Among women diagnosed with stage I–IIIa, node-negative, hormone receptor (HR)-positive breast cancer (BC), Oncotype DX recurrence scores (ODX RS) inform chemotherapy treatment decisions. Differences in recurrence scores or testing may contribute to racial disparities in BC mortality among women with HR+ tumors. We identified 12,081 non-Hispanic White (NHW) and non-Hispanic Black (NHB) BC patients in Georgia (2010–2014), eligible to receive an ODX RS. Logistic regression was used to estimate the odds of chemotherapy receipt by race and ODX RS. Cox proportional hazard regression was used to calculate the hazard ratios (HRs) comparing BC mortality rates by race and recurrence score. Receipt of Oncotype testing was consistent between NHB and NHW women.
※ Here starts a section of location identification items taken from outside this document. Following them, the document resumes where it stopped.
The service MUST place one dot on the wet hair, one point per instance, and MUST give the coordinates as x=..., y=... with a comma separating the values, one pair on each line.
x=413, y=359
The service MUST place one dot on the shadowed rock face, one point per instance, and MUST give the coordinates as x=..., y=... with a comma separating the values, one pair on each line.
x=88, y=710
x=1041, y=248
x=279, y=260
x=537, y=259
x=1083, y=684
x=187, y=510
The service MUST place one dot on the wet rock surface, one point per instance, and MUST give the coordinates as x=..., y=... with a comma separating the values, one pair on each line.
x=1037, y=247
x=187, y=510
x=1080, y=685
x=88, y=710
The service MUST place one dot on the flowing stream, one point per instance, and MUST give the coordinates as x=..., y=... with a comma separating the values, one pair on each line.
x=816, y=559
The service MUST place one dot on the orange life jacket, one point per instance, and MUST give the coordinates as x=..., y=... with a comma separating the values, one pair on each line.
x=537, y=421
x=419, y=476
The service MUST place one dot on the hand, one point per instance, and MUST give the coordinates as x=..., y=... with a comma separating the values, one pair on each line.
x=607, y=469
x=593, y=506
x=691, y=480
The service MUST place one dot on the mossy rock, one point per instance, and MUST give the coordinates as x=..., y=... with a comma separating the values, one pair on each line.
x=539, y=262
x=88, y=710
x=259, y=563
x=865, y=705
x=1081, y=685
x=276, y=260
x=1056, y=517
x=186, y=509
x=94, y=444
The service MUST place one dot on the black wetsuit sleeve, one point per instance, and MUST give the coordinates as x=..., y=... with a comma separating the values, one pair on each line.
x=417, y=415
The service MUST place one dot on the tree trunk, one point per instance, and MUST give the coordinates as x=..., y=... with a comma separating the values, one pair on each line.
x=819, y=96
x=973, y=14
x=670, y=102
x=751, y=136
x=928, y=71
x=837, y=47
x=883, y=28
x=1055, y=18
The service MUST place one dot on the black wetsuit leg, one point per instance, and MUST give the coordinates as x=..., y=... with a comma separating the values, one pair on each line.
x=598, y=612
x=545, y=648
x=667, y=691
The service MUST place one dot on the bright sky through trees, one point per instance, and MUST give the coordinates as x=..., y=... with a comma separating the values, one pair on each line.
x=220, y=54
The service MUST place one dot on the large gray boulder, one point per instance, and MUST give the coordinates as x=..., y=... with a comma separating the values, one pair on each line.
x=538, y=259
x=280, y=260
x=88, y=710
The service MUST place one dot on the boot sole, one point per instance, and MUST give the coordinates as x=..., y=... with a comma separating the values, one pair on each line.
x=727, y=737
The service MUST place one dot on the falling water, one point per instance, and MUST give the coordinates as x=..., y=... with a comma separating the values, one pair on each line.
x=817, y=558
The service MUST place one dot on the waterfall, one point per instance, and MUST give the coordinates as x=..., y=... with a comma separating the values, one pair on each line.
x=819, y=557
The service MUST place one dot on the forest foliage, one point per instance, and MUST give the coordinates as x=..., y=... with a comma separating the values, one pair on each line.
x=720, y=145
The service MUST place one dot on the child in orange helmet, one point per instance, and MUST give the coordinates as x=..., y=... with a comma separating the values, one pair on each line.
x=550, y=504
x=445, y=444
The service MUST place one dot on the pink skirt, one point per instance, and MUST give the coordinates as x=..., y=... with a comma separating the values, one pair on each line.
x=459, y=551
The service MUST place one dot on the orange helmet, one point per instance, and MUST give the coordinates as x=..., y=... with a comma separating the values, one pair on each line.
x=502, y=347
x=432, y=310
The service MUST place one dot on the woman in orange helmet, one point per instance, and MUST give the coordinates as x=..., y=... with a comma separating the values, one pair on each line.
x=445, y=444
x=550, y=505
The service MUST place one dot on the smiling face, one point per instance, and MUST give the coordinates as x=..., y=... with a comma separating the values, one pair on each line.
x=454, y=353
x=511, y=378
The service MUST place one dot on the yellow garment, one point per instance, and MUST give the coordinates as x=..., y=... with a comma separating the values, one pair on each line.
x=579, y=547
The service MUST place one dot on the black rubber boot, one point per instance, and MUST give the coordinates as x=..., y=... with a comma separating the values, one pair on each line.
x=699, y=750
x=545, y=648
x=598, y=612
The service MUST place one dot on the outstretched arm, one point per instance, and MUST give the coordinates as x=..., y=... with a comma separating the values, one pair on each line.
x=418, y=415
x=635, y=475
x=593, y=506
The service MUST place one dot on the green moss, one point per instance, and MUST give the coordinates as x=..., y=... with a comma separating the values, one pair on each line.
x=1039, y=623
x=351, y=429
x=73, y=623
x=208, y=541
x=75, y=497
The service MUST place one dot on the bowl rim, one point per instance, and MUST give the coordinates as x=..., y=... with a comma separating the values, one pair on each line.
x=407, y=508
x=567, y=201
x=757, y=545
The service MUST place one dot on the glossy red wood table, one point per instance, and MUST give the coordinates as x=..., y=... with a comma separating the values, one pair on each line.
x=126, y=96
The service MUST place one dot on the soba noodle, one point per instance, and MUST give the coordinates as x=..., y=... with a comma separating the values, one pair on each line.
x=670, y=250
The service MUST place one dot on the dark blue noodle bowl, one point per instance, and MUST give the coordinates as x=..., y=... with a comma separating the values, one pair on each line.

Receipt of chemotherapy was generally comparable within strata of ODX RS—although NHB women with low scores were slightly more likely to receive chemotherapy (OR = 1.16, 95% CI 0.77, 1.75), and NHB women with high scores less likely to receive chemotherapy (OR = 0.77, 95% CI 0.48, 1.24), than NHW counterparts. NHB women with a low recurrence score had the largest hazard of BC mortality (HR = 2.47 95% CI 1.22, 4.99) compared to NHW women. Our data suggest that additional tumor heterogeneity, or other downstream treatment factors, not captured by ODX, may be drivers of racial disparities in HR+ BC.